Ein Schnurrbart aus der Hölle – mit viel Baller-Potenzial.

Es gibt Tage, an denen läuft es einfach nicht. So auch bei John Mustache. Er wacht auf, hat eine Knarre in der Hand und erfährt, dass er eigentlich tot ist. Dumm gelaufen. Doch der Tod lässt mit sich reden. Wenn Mr. Mustache in der Unterwelt etwas aufräumt, könnte er vielleicht weiterleben. Das Baller-Abenteuer beginnt.

Ballern – von oben

Mustache In Hell versteht sich als Twin-Stick-Shooter. Aus der isometrischen Perspektive sollt ihr euch durch Horden von Monstern und Dämonen ballern. Dabei sammelt ihr neue Waffen auf und lasst keinen Pixel auf dem anderen. Das Spielprinzip erfindet das Rad nicht neu.

Allerdings muss ich schon gleich etwas meckern. Bereits beim ersten Raum fiel mir auf, dass die Kamera oft viel zu nah am Geschehen ist. Außerdem ist John nicht gerade der dynamischste Charakter, den ihr hier durch die Gegend steuert. Dadurch fühlt sich alles hier etwas behäbiger an als bei anderen Spielen des Genres. Und dieser Eindruck zieht sich durch den gesamten Rest.

Habt ihr gute Nerven?

Insgesamt sechs Level sollt ihr überstehen. Diese werfen euch vor die immer gleichen Herausforderungen. Abwechslung sucht ihr leider vergebens. Dabei sind die Gegner ganz nett gestaltet. Die Dämonen im Comic-Look sehen recht niedlich aus. Die normalen Räume, in denen ihr überleben müsst, sind auch ganz gut zu ertragen. Bei den Bossen ist ein starkes Nervenkostüm gefragt.

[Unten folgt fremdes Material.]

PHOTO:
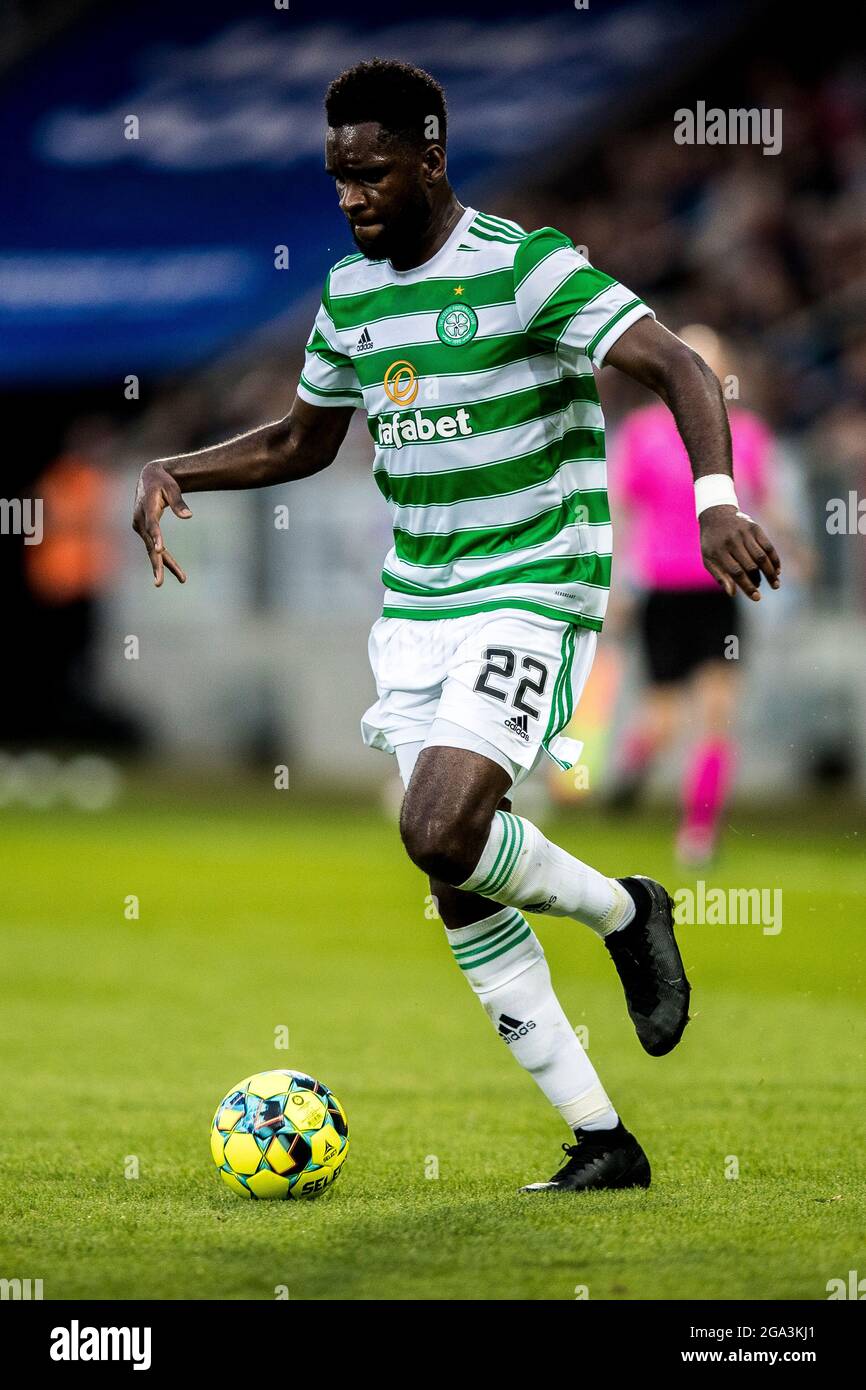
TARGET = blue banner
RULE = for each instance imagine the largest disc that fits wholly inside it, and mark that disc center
(159, 153)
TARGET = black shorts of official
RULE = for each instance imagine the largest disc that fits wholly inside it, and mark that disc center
(683, 630)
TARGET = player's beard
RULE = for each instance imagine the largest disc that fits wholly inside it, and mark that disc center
(401, 234)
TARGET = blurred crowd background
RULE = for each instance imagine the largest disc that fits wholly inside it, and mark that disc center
(262, 656)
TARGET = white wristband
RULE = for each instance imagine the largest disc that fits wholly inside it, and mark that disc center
(716, 489)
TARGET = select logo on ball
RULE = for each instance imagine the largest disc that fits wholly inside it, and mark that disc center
(280, 1134)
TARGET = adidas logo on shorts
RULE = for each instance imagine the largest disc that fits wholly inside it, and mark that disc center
(513, 1029)
(520, 726)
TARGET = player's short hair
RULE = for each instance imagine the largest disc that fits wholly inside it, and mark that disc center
(405, 100)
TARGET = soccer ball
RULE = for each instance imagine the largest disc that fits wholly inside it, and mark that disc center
(280, 1134)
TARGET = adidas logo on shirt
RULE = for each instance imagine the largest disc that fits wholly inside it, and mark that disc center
(520, 726)
(513, 1029)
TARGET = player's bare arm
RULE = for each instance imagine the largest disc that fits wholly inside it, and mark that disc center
(736, 551)
(296, 446)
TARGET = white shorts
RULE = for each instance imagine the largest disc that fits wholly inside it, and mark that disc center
(503, 684)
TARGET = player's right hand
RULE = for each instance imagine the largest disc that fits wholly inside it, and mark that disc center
(156, 491)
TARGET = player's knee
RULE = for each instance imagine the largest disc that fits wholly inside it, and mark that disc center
(442, 843)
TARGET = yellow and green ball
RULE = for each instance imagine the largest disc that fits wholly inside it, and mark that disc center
(280, 1134)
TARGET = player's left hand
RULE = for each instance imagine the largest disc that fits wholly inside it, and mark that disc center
(737, 552)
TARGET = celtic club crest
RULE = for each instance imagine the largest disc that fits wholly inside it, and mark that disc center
(456, 324)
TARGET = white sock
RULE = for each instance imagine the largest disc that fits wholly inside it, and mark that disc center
(523, 869)
(505, 965)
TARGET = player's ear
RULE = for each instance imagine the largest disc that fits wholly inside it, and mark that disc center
(434, 163)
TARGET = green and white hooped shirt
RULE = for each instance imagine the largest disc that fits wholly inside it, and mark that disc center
(476, 373)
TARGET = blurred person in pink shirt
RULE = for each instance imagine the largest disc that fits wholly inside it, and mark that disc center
(687, 622)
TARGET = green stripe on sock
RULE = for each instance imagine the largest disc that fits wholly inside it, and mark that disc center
(512, 859)
(492, 955)
(488, 938)
(506, 841)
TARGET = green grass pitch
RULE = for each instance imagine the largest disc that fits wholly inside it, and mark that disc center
(120, 1037)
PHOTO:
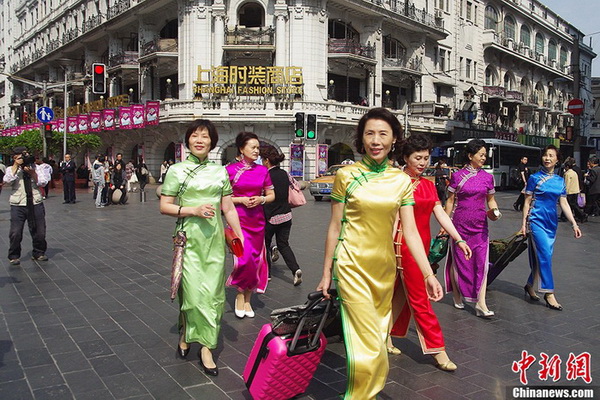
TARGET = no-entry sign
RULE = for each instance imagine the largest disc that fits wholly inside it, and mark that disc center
(575, 106)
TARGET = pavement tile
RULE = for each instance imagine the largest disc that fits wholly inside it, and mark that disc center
(43, 376)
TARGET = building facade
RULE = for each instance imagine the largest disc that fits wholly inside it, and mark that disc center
(449, 68)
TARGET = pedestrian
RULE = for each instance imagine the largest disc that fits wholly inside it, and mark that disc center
(163, 171)
(196, 191)
(442, 177)
(252, 189)
(278, 214)
(593, 200)
(43, 164)
(410, 296)
(118, 182)
(544, 189)
(67, 169)
(523, 174)
(367, 198)
(26, 204)
(573, 189)
(98, 179)
(471, 188)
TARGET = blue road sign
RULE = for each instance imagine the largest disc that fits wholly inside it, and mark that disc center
(45, 114)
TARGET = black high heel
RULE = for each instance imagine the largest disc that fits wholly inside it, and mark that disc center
(533, 297)
(208, 371)
(552, 306)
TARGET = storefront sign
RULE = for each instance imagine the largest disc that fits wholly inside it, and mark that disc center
(253, 80)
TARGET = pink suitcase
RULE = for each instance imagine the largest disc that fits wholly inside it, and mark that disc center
(281, 367)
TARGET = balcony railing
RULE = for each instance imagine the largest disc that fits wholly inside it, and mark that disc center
(119, 7)
(415, 63)
(162, 45)
(350, 47)
(495, 91)
(249, 36)
(123, 58)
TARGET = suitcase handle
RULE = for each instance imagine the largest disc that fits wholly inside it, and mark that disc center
(314, 298)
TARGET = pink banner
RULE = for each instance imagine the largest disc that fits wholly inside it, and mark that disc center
(137, 119)
(108, 119)
(82, 122)
(95, 121)
(125, 117)
(72, 125)
(152, 112)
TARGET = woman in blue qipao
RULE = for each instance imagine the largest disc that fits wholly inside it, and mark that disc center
(544, 189)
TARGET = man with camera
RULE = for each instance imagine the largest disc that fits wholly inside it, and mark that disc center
(26, 205)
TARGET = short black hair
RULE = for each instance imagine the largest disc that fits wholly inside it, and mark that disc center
(242, 138)
(385, 115)
(550, 147)
(199, 124)
(414, 143)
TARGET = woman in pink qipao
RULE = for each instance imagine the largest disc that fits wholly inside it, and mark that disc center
(252, 188)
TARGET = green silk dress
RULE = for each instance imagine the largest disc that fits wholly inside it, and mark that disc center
(202, 289)
(364, 267)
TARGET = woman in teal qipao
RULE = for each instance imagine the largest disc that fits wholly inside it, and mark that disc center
(202, 191)
(544, 189)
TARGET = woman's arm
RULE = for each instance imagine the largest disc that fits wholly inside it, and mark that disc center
(415, 245)
(333, 232)
(231, 216)
(448, 226)
(564, 204)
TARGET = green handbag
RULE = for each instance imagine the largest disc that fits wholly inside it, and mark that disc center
(439, 248)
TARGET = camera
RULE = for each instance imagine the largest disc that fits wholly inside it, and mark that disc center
(28, 159)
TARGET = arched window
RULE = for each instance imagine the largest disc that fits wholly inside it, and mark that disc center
(539, 43)
(251, 15)
(525, 36)
(490, 77)
(491, 18)
(509, 28)
(552, 50)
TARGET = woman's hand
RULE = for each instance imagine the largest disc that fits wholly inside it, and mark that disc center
(466, 250)
(434, 289)
(325, 284)
(204, 211)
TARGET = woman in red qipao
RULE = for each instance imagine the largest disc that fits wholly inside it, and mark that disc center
(410, 297)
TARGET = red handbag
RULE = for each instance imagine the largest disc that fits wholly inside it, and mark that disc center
(234, 242)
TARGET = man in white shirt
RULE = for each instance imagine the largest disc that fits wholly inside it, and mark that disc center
(26, 204)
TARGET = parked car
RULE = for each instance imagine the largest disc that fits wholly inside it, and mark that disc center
(321, 186)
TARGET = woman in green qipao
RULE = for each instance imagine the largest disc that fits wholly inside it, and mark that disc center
(196, 191)
(368, 197)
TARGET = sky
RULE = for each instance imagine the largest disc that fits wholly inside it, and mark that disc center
(584, 15)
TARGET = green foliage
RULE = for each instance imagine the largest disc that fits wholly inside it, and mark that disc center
(32, 140)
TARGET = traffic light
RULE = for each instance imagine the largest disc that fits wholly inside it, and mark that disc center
(98, 78)
(48, 131)
(311, 127)
(300, 128)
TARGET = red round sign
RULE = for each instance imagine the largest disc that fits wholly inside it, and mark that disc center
(575, 106)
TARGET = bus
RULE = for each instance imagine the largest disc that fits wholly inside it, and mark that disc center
(503, 159)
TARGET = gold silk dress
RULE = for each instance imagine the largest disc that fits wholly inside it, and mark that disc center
(364, 267)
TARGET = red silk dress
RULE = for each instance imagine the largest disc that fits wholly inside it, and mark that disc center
(410, 295)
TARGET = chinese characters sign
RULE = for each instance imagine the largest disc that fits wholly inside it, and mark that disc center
(249, 80)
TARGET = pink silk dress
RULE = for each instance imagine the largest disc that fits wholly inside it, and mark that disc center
(251, 271)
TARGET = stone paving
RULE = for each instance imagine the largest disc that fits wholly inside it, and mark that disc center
(96, 322)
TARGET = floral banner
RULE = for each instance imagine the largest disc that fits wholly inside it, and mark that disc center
(152, 112)
(125, 117)
(137, 112)
(108, 119)
(83, 121)
(95, 121)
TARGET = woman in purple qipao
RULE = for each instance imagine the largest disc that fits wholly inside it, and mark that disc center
(252, 188)
(470, 189)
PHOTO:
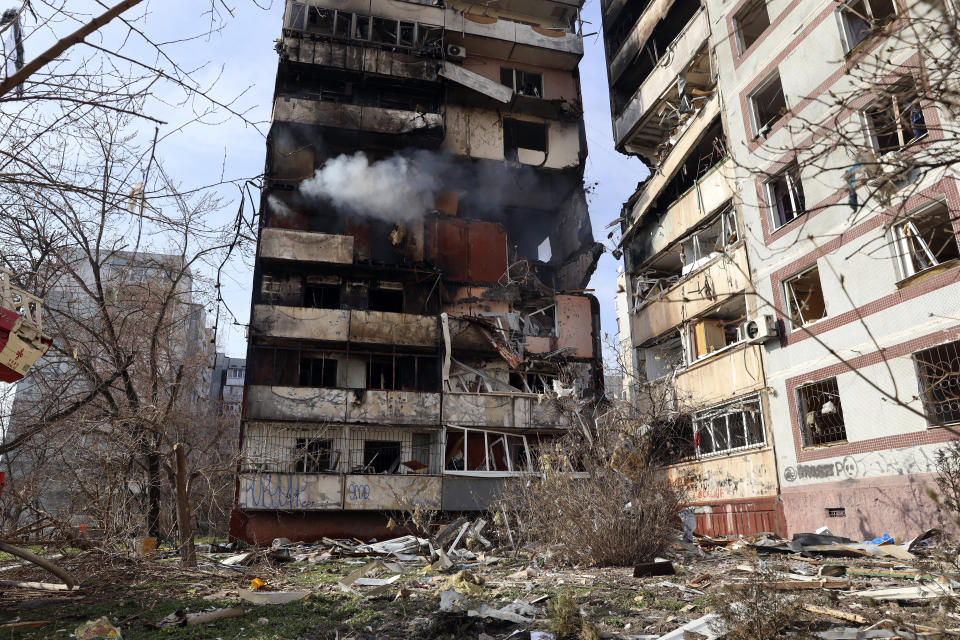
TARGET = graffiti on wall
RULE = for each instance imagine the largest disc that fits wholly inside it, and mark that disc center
(284, 491)
(876, 463)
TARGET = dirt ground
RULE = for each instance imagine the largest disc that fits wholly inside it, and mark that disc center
(135, 594)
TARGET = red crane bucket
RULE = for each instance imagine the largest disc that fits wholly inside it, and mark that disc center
(21, 330)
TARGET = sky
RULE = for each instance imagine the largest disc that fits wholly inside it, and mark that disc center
(242, 61)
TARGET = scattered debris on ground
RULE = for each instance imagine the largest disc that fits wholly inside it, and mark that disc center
(460, 583)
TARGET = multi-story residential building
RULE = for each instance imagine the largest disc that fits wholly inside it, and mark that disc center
(817, 319)
(415, 349)
(226, 385)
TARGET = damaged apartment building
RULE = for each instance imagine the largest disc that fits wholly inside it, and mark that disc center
(420, 327)
(813, 379)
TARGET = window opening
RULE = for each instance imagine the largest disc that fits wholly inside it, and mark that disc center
(769, 105)
(862, 17)
(381, 456)
(821, 415)
(896, 119)
(314, 455)
(925, 240)
(361, 29)
(524, 83)
(938, 370)
(318, 372)
(386, 300)
(749, 23)
(519, 134)
(805, 297)
(321, 295)
(785, 194)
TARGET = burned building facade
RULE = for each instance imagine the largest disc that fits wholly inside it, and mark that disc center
(419, 326)
(790, 280)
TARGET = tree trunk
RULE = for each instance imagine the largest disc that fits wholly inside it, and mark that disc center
(153, 488)
(188, 553)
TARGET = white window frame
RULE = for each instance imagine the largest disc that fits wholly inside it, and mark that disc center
(901, 241)
(706, 417)
(789, 296)
(845, 32)
(751, 101)
(792, 192)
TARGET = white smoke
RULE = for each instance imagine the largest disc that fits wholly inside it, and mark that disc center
(395, 188)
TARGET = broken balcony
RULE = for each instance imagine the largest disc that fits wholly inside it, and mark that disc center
(709, 192)
(715, 281)
(503, 411)
(650, 108)
(305, 246)
(682, 165)
(344, 325)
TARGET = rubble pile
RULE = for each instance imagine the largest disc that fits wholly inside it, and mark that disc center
(458, 582)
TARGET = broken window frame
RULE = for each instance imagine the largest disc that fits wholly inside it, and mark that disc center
(707, 422)
(938, 381)
(812, 400)
(763, 128)
(794, 306)
(749, 7)
(898, 116)
(913, 251)
(848, 16)
(490, 438)
(790, 174)
(515, 82)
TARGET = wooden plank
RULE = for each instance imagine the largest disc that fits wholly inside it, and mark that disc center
(835, 613)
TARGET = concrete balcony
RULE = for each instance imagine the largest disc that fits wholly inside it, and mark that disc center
(318, 492)
(342, 325)
(502, 411)
(305, 246)
(355, 117)
(356, 57)
(704, 199)
(687, 142)
(717, 281)
(684, 49)
(734, 372)
(342, 405)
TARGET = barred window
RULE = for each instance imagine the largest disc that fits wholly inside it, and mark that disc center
(938, 370)
(821, 415)
(729, 427)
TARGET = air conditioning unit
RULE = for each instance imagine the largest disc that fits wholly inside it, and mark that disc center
(456, 52)
(759, 328)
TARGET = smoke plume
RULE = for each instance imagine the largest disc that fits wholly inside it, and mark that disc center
(397, 188)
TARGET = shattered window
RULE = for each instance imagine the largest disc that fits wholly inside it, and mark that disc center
(861, 17)
(896, 118)
(381, 456)
(321, 21)
(343, 24)
(384, 31)
(729, 427)
(313, 455)
(820, 413)
(524, 83)
(938, 371)
(361, 29)
(768, 105)
(750, 22)
(804, 295)
(298, 16)
(785, 195)
(925, 240)
(520, 134)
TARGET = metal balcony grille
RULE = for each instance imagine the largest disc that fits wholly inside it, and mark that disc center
(821, 415)
(938, 370)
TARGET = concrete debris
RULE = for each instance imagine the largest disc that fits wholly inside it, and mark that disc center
(271, 597)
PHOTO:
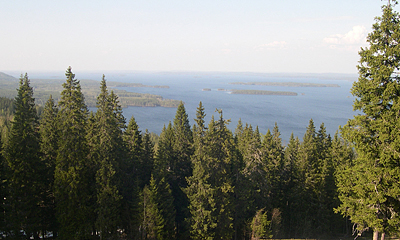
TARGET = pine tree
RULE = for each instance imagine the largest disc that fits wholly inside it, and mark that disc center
(210, 189)
(293, 187)
(134, 179)
(107, 151)
(183, 150)
(48, 146)
(74, 172)
(159, 211)
(309, 169)
(371, 199)
(247, 168)
(3, 195)
(24, 168)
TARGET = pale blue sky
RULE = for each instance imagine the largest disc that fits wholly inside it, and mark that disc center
(306, 36)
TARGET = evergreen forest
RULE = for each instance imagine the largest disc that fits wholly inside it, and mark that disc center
(71, 173)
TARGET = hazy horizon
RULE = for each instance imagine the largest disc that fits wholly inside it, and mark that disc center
(256, 36)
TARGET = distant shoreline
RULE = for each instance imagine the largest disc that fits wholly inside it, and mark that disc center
(286, 84)
(262, 92)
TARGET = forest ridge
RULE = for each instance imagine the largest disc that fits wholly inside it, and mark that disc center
(75, 174)
(198, 181)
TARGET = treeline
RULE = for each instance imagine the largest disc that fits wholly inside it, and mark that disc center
(75, 174)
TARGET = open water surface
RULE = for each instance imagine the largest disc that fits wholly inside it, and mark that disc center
(329, 105)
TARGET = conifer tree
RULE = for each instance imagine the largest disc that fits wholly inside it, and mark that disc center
(24, 168)
(210, 189)
(183, 150)
(310, 177)
(49, 137)
(147, 162)
(165, 159)
(134, 179)
(293, 188)
(2, 186)
(74, 172)
(107, 152)
(248, 182)
(159, 211)
(369, 189)
(274, 159)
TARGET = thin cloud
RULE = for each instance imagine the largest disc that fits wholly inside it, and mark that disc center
(272, 45)
(353, 39)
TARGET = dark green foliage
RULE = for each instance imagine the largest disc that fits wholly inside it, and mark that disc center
(158, 211)
(210, 189)
(107, 152)
(74, 172)
(49, 137)
(260, 226)
(183, 150)
(24, 169)
(96, 178)
(369, 187)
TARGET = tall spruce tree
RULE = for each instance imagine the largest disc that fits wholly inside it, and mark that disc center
(293, 188)
(134, 179)
(74, 172)
(369, 189)
(24, 169)
(48, 146)
(210, 189)
(183, 150)
(107, 151)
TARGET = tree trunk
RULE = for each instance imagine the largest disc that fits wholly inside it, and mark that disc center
(383, 236)
(376, 234)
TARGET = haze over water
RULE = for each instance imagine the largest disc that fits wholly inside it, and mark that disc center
(330, 105)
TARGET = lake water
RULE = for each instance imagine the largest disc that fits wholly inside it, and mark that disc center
(329, 105)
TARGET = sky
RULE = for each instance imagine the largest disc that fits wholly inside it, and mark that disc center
(277, 36)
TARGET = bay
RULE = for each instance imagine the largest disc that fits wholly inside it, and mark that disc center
(329, 105)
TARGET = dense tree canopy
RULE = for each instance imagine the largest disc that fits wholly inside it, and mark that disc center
(369, 187)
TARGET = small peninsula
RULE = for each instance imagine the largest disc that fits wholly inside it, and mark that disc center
(90, 88)
(262, 92)
(286, 84)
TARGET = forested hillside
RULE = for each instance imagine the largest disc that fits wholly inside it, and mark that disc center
(68, 173)
(76, 174)
(46, 87)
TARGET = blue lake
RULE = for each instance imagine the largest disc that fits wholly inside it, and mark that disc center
(329, 105)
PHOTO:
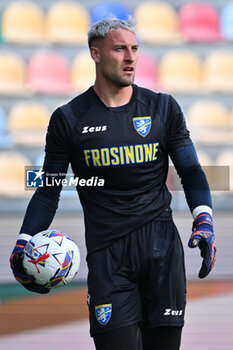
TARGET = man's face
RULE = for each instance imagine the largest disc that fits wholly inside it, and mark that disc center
(118, 55)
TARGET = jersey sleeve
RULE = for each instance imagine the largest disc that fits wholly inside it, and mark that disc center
(177, 133)
(43, 204)
(58, 139)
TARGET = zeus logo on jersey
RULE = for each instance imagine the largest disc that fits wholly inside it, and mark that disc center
(121, 155)
(94, 129)
(142, 125)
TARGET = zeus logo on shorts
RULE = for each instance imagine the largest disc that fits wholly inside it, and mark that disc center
(103, 313)
(170, 312)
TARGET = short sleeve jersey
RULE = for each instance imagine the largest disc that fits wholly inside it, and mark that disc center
(125, 151)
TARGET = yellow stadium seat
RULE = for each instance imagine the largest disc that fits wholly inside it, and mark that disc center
(208, 120)
(12, 170)
(23, 23)
(28, 123)
(225, 158)
(218, 71)
(180, 71)
(82, 72)
(208, 113)
(12, 73)
(67, 23)
(157, 22)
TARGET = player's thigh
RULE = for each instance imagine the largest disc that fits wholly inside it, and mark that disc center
(114, 300)
(124, 338)
(161, 338)
(164, 298)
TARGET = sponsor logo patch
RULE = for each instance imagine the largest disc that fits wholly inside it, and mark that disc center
(142, 125)
(103, 313)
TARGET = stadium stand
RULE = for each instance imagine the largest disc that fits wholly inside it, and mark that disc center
(199, 22)
(105, 9)
(225, 158)
(180, 71)
(23, 23)
(12, 170)
(218, 71)
(12, 73)
(147, 72)
(28, 122)
(82, 72)
(48, 73)
(226, 20)
(209, 115)
(67, 23)
(5, 141)
(157, 22)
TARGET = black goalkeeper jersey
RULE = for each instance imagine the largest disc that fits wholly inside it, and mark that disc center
(128, 148)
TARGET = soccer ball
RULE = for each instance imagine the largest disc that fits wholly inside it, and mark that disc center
(52, 257)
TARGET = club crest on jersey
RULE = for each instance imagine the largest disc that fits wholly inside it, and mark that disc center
(142, 125)
(103, 313)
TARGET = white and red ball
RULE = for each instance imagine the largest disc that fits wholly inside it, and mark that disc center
(52, 257)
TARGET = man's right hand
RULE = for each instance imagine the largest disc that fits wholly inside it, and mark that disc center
(20, 275)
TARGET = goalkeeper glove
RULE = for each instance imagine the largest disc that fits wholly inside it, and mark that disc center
(203, 237)
(17, 268)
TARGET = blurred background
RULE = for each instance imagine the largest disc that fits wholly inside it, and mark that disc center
(186, 50)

Beispielsweise trefft ihr als ersten Boss auf den dreiköpfigen Höllenhund Cerberus. Mit seinen Laserstrahlen nimmt er fast den gesamten Bildschirm an. Mustache In Hell lässt euch aber leider nicht ausweichen, so dass ihr viel zu oft getroffen werdet. Zusätzlich hält das Vieh auch viel zu viele Kugeln aus. Ja, ich war bereits nach dem ersten Boss-Fight bedient und hätte wohl aufgehört zu spielen, wenn ich nicht testen sollte. Hätte ich es doch nur getan …

Fazit

Mustache In Hell ist ein eher unterdurchschnittlicher Twin-Stick-Shooter, der an seiner Steuerung und Design krankt. Das machen andere Genre-Vertreter hier deutlich besser. Für ein paar Minuten Spaß nebenher ist der Titel okay. Aber die Spielmechanik ist zu sehr darauf ausgelegt, dass ihr scheitert. Das ist vielleicht das höllische daran. Auch der Fortschritt fehlt mir hier. Für leidensfähige Naturen ist das okay, doch der Rest sollte sich lieber nach einem anderen Spielchen umschauen.